Correlation and Variable importance in Random Forest I have a dataset, which has 5000 observations and 100 variables, of which many are correlated.  It is a classification problem so I am thinking of going for Random Forest for prediction and variable selection.  My doubt is do I need to take care of multicollinearity before putting the data in the RF model or does RF automatically takes of multicollinearity problem?
 A: In theory, multicollinearity is not a problem for RF. This is because each node of each tree is constructed by finding single predictor and cutpoint for it. So only one candidate-predictor is examined at once. That is why relationships between predictors do not create problems. RF simply never looks at more than one predictor at once. Plus, at each node, only a subset of predictors are taken into account, which is another anti-collinearity feature of RF's.

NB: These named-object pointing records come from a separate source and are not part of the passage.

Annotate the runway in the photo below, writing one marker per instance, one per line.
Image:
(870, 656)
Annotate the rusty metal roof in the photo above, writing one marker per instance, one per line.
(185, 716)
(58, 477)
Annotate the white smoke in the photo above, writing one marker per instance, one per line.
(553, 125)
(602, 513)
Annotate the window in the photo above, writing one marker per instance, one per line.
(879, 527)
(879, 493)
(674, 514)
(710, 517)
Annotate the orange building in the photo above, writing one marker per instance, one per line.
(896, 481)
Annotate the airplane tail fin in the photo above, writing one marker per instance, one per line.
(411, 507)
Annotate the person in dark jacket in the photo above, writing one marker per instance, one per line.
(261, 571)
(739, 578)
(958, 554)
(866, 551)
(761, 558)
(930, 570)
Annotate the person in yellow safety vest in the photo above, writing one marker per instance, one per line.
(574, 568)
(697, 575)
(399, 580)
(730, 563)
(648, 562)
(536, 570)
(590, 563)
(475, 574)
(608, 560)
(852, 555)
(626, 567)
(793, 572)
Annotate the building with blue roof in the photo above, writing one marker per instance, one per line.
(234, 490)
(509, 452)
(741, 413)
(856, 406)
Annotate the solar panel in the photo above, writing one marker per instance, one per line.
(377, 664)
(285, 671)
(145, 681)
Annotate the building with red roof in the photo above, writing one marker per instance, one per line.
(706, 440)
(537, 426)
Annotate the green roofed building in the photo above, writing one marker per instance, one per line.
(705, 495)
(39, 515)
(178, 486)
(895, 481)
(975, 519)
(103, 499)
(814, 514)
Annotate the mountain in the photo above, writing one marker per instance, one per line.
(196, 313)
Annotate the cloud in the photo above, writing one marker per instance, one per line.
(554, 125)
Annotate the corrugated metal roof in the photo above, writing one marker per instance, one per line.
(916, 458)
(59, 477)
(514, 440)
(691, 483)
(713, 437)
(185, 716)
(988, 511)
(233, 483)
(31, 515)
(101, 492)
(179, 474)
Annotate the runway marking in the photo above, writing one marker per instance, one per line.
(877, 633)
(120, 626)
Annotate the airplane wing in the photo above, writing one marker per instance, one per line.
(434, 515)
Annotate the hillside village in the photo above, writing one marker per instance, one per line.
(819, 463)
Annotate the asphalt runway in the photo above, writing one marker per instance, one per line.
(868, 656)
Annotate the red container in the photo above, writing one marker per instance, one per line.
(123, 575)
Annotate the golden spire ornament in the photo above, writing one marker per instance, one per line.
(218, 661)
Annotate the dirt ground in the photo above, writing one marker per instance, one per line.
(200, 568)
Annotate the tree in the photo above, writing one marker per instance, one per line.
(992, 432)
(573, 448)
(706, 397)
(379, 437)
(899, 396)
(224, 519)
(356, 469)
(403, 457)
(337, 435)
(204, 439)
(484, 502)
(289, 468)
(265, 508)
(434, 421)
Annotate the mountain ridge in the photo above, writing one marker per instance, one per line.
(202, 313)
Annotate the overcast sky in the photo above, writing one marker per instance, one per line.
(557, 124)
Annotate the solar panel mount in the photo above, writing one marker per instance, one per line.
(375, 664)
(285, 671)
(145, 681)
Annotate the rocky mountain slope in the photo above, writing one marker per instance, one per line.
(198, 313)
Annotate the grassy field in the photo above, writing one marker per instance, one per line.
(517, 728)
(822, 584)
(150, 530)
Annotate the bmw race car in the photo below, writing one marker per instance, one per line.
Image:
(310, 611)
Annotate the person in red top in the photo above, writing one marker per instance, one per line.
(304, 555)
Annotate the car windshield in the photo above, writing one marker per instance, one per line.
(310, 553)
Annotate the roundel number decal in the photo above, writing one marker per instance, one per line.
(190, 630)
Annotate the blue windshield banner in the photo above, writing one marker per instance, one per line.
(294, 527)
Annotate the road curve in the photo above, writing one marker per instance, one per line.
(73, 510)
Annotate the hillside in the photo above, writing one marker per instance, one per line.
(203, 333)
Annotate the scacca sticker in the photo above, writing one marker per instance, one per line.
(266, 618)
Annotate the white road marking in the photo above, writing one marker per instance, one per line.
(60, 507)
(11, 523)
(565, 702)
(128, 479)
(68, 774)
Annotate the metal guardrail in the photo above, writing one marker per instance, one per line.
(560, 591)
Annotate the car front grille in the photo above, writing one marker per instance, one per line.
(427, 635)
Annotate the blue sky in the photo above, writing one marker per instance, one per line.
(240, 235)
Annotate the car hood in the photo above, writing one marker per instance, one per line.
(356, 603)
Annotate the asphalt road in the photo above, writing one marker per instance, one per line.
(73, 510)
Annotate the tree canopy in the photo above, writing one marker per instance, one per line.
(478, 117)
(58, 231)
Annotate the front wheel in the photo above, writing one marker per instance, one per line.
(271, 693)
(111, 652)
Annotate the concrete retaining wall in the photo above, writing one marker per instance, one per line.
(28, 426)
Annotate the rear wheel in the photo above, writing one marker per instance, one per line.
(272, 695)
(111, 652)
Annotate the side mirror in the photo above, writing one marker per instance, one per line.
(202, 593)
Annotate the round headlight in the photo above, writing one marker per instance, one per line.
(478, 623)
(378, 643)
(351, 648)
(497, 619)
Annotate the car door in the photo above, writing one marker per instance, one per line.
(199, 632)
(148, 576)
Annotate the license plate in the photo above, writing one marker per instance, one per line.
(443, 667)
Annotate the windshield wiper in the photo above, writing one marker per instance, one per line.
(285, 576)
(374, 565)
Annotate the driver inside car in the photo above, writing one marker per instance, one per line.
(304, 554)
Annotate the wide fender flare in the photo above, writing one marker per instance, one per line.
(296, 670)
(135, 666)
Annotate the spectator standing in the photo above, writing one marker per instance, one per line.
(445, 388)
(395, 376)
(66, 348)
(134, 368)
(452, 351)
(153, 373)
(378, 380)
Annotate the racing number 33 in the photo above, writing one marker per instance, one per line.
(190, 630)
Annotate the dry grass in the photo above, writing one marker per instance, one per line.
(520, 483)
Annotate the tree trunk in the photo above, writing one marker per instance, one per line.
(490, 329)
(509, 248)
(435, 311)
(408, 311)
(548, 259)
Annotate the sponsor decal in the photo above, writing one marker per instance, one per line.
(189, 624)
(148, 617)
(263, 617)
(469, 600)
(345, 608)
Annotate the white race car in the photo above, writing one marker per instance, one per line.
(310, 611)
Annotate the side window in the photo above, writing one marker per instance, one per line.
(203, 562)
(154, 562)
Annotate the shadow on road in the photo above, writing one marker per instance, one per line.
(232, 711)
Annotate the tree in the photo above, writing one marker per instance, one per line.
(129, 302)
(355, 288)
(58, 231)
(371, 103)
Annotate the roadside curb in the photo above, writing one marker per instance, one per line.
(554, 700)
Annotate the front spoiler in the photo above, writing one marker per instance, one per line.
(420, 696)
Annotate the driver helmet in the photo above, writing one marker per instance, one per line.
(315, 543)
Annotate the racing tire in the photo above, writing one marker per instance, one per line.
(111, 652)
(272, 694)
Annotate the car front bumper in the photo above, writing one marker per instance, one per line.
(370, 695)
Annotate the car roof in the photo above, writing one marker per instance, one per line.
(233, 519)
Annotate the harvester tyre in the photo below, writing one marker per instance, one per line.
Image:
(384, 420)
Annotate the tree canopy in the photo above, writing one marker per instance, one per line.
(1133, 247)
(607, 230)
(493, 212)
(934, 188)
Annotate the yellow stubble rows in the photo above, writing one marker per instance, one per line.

In practice, however, there are some pitfalls. Imagine two very closely related predictors (say X and Y). If they're good predictors, RF will decide between them and it'll use both X and Y more-or-less similarly often. Why this is problematic? 
If you are interested in variable importance, you may conclude that both X and Y are "quite important". If you used only X, it'll take over most of Y's importance, and you'll conclude that X is "very important". And since Y is closely reated to X, it is very important too. The latter seems more reasonable.
If you are interested in using your RF to predict future observations, you'll be forced to provide X and Y for each observation, which can be difficult, expensive, long-drawn and so on. 
To sum up: multicollinearity is not a problem for RF algorithm, but it may be a problem for RF user.
A: At each step of RF the algorithm will try to maximise the difference in the entropy of different levels of the different trees (thus separating the different conditions you have). What will happen is that depending on the seed value you have it might separate using one variable, or in another case using the other.